Nickelate materials offer diverse functionalities for energy and computing applications. Lithium nickel oxide (LiNiO2) is an archetypal layered nickelate, but the electronic structure of this correlated material is not yet fully understood. Here we investigate the temperature-dependent speciation and spin dynamics of Ni ions in LiNiO2. Ab initio simulations predict that Ni ions disproportionate into three states, which dynamically interconvert and whose populations vary with temperature. These predictions are verified using x-ray absorption spectroscopy, x-ray magnetic circular dichroism, and resonant inelastic x-ray scattering at the Ni L3,2-edge. Charge-transfer multiplet calculations consistent with disproportionation reproduce all experimental features. Our results support a model of dynamic disproportionation that explains diverse physical observations of LiNiO2, including magnetometry, thermally activated electronic conduction, diffractometry, core-level spectroscopies, and the stability of ubiquitous antisite defects.
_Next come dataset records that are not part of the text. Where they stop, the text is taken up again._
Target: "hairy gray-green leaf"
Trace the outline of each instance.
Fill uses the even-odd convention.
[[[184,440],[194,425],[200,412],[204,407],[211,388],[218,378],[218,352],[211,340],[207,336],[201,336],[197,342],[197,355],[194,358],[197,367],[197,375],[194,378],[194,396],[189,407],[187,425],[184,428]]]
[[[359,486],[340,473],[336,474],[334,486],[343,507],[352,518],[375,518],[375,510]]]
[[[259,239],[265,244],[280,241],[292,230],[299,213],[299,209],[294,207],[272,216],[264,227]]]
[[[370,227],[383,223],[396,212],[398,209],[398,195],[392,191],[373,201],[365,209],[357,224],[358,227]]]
This unified understanding of the material properties of LiNiO2 is important for applications of nickelate materials as battery cathodes, catalysts, and superconductors.

Suggested Citation

  • Andrey D. Poletayev & Robert J. Green & Jack E. N. Swallow & Lijin An & Leanne Jones & Grant Harris & Peter Bencok & Ronny Sutarto & Jonathon P. Cottom & Benjamin J. Morgan & Robert A. House & Robert , 2025. "Temperature-dependent dynamic disproportionation in LiNiO2," Nature Communications, Nature, vol. 16(1), pages 1-9, December.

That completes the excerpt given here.